Servant Leadership in the Built Environment
“A new moral principle is emerging which holds that the only authority deserving one’s allegiance is that which is freely and knowingly granted by the leader in response to, and in proportion to, the clearly evident servant stature of the leader. Those who choose to follow this principle will not casually accept the authority of existing institutions. Rather, they will freely respond only to those individuals who are chosen as leaders because they are proven and trusted as servants. To the extent that this principle prevails in the future, the only truly viable institutions will be those that are predominantly servant-led.”
Robert Greenleaf shared this assertion in his 1970 essay, The Servant As Leader. While Greenleaf was not referring to industry, I, as a practitioner of Greenleaf’s principle, nonetheless, see Integrated Project Delivery (IPD) as the manifestation of Servant Leadership in the institution of the built environment. The design community, builders, manufacturers, and operators are the ones responsible for conceiving, creating, and shepherding the built environment…to serve it.
A project delivery method, at its core, is comprised of two categories of individuals or companies – those who decide, design and determine, and those that supply, construct and install, and operate. Founded on a culture of trust, and in service of the owner and the program, IPD integrates those two into one. As the Construction Specifiers Institute states, “when properly executed IPD affords
- Owner, design, contractor, and supplier teams to interact before the construction docs are completed to make decisions and commitments about the design that have cost implications.
- Decisions to be made and orders placed for materials, products, and equipment that require long lead times
- Buyout phase to be better managed because of the team interactions and extended time for making effective decisions”
Breaking Down Project Management Silos
The last several years all manners of industry have been talking of ‘breaking down silos’. Much of this is surrounding corporate structures coming from a fundamental need for effective collaboration that applies anywhere there are two or more individuals or groups interacting.

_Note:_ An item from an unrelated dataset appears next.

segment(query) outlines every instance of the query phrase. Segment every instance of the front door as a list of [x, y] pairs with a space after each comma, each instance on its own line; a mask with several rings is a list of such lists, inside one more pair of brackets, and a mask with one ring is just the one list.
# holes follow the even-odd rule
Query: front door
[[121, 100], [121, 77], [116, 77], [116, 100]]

Whether in classrooms, the board room, or the construction site people are choosing to work together in less traditional, structured ways to gain effectiveness and efficiency.
To execute on IPD, many builders are taking cues from lean manufacturing and reapplying as lean construction. In lean manufacturing, sometimes referred to as “the Toyota Way”, no one tool or tactic — gemba walks, TAKT time, 5S, 8 wastes or other — will completely lean out the process, but composed as a system have proven highly effective as I’ve seen first-hand. Jonathan Cohen, FAIA, writes “Just as BIM is a tool that is useful, but not in itself sufficient for implementing IPD, lean construction is a set of tools in support of IPD but is not the entire process.” These two disciplines, lean manufacturing and lean construction, converge at pre-fabrication and modular construction to achieve mass customization – a collaborative solution, executed with speed, delivered at scale.
As a formalized delivery method, IPD involves contractual relationships that differ from traditional design-bid-build types of agreements. Shared goals and shared incentives help to align priorities to insure the team leaders are serving the owner with a unified front. An example of this would be access by the entire IPD team to the entire budget enabling compromises to shuffle across traditionally unrelated line items for the good of the project without concern for protectionism of a specific trade or item. “In IPD, value engineering is a continuous process, rather than an unwelcome surprise at the end of the design,” writes Cohen.
Choose Your Integrated Project Delivery Team Wisely
IPD team selection becomes less of a traditional bid award process and more like the employee hiring process where in addition to qualifying technical expertise we also focus heavily on exploring the intangibles to achieve the best possible cultural fit of individuals working with individuals and organizations teaming with organizations.
As the manifestation of servant leadership in the institution of the built environment, Integrated Project Delivery brings lean manufacturing and smart organizational culture practices to the design and build world.
The result is faster, smarter, better.